The 14th Amendment has fallen short in areas like felon voting rights. The Supreme Court has interpreted that the amendment — which guarantees voting rights “except for participation in rebellion or other crime” — allows for the disenfranchisement of felons on the state level.
The future of the 14th Amendment
The Supreme Court’s continued use of the 14th Amendment to expand rights in recent years has often been helped by outgoing Associate Justice Anthony Kennedy. Though Kennedy leaned conservative, he provided key votes in cases like Obergefell v. Hodges and 1992’s Planned Parenthood v. Casey, which reaffirmed Roe v. Wade and prohibited states from imposing “undue burdens” on women seeking abortions.
Trump’s impending Supreme Court pick, however, could skew further to the right, potentially putting into question the broad way in which the 14th Amendment has been able to expand rights. One Supreme Court contender, Amy Coney Barrett, wrote in a law review article that the high court’s ruling in Brown v. Board of Education was “inconsistent with the Constitution’s original public meaning,” though she noted overturning it was “extraordinarily unlikely.”
Trump himself has previously vowed to appoint judges that would overturn Roe v. Wade.
“Even with his unpredictability on matters of race and equality, Justice Kennedy gave us a reason to hope. To make our arguments. To expect that he might be persuaded to realize the Constitution’s promise,” Sherrilyn Ifill, president and director-counsel of the NAACP’s Legal Defense Fund, wrote in an op-ed for Politico.
“And now that Justice Kennedy has announced his retirement and Donald Trump is poised to nominate his replacement, it is not an overstatement to say that everything [former NAACP LDF chairman William] Coleman, myself and the justice himself believed in hangs in the balance,” Ifill continued.
The 14th Amendment could also impact a number of political issues that may find their way to the Supreme Court. In addition to abortion and LGBTQ rights, the 14th Amendment has been cited in lawsuits concerning HIV discrimination in the military, affirmative action in college admissions and the Trump administration’s attempt to put a citizenship question on the 2020 census.

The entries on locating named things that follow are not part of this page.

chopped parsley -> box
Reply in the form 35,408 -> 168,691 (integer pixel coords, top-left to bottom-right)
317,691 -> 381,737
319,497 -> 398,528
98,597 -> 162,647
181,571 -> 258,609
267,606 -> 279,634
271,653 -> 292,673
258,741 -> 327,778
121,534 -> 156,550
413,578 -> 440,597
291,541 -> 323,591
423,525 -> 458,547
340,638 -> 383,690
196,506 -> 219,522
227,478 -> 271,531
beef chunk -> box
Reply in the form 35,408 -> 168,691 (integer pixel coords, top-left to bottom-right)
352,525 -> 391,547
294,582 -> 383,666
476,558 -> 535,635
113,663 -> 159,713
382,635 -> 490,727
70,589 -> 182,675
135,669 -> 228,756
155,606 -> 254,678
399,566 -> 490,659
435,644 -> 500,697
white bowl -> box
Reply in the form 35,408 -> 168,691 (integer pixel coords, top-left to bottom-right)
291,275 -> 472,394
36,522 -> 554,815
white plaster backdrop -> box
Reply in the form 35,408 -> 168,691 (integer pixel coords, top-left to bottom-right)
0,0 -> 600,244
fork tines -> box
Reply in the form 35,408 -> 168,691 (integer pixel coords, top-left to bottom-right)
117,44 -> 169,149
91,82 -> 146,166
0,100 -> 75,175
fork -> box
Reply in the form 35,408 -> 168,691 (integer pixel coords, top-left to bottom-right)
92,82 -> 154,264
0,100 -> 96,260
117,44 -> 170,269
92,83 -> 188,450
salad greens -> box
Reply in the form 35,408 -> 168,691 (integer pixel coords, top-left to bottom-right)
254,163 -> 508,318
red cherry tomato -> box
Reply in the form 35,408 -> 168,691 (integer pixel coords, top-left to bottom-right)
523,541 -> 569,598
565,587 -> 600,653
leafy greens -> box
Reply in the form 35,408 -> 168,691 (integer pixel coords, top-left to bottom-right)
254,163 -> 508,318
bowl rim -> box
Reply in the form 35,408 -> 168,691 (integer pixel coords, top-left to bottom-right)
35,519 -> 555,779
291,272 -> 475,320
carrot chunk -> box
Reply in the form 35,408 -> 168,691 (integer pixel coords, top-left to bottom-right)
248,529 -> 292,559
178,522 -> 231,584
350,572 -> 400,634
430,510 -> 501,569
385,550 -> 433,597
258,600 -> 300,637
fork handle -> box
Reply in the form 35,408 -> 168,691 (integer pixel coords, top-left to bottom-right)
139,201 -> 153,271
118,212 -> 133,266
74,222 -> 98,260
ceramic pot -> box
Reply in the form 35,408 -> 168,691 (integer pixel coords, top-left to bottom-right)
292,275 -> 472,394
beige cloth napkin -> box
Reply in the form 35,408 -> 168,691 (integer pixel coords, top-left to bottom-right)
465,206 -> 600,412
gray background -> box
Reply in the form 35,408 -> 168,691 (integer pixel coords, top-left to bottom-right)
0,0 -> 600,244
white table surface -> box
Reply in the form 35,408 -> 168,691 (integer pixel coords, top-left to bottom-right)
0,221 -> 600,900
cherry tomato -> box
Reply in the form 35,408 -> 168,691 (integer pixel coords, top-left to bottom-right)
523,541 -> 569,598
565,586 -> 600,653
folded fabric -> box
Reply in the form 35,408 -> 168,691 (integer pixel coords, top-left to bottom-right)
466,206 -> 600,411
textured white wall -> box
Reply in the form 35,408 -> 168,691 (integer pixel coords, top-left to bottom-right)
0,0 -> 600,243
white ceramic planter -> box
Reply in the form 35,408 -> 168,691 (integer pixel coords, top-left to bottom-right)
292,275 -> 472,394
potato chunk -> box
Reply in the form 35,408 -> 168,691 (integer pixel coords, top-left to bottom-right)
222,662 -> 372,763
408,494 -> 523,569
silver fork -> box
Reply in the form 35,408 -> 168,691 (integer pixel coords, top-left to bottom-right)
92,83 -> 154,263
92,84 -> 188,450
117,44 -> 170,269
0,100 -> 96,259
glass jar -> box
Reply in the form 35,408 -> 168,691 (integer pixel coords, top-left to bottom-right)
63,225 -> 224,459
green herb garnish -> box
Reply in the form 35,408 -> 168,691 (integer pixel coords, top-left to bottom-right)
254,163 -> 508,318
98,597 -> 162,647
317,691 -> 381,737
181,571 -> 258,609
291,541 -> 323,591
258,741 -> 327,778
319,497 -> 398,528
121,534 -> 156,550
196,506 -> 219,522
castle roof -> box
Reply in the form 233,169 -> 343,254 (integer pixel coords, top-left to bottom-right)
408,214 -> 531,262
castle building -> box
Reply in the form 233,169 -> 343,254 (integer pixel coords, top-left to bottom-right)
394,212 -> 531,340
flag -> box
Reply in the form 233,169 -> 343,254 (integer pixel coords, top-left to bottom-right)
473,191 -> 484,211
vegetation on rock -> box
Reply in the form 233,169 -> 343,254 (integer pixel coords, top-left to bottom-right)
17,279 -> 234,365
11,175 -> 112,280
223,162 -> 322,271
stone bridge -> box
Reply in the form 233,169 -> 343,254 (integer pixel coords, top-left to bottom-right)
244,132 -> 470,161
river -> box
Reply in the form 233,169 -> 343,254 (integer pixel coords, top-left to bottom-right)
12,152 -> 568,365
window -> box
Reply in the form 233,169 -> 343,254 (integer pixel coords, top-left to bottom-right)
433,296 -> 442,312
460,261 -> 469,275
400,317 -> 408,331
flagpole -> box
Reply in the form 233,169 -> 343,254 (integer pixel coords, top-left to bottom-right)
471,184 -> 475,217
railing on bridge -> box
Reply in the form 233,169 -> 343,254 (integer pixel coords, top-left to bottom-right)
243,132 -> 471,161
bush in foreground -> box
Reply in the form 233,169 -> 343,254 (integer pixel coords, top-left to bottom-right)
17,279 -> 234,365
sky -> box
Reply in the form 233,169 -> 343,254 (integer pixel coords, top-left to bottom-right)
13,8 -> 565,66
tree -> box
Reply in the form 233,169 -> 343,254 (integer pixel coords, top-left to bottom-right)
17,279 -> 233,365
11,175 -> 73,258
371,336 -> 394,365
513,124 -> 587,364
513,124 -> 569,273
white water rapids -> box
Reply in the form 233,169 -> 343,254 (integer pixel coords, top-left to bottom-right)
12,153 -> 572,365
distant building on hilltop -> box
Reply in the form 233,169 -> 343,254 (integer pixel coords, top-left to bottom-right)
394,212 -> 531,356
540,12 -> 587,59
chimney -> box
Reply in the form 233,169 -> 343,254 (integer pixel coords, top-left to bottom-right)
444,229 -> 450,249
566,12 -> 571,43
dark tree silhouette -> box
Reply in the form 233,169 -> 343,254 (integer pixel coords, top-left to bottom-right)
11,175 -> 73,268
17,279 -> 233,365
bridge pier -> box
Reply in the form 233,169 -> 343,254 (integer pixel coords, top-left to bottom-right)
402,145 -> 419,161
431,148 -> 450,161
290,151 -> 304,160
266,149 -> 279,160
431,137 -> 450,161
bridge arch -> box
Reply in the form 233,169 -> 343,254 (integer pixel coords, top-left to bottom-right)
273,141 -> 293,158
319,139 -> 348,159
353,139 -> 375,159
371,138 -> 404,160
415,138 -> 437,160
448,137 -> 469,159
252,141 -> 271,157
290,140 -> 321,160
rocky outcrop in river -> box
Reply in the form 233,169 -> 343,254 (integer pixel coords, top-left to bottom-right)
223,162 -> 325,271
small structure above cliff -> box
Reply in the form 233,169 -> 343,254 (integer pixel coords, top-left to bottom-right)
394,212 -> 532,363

Myrna Pérez, Deputy Director of the Democracy Program at the Brennan Center for Justice, predicted in an interview that the 14th and 15th Amendments will “increase in relevance” with regard to voting rights, describing the 14th amendment as “one of a number of really important protections for equal access to the ballot box.” The 14th amendment has been mentioned in legal arguments against both partisan and racial gerrymandering as well as voter ID laws.
The 14th Amendment “has been the foundation of our ongoing efforts to make America a more inclusive nation of equal opportunities and responsibilities,” former President Bill Clinton wrote on Twitter on Monday. “It’s a cornerstone of our extraordinary economic success, social cohesion and political influence around the world.
“In spite of the benefits equal protection has brought to all of us, it is under relentless attack today,” Clinton added. “We have to fight to protect and strengthen it. Our children’s future depends on our resolve.”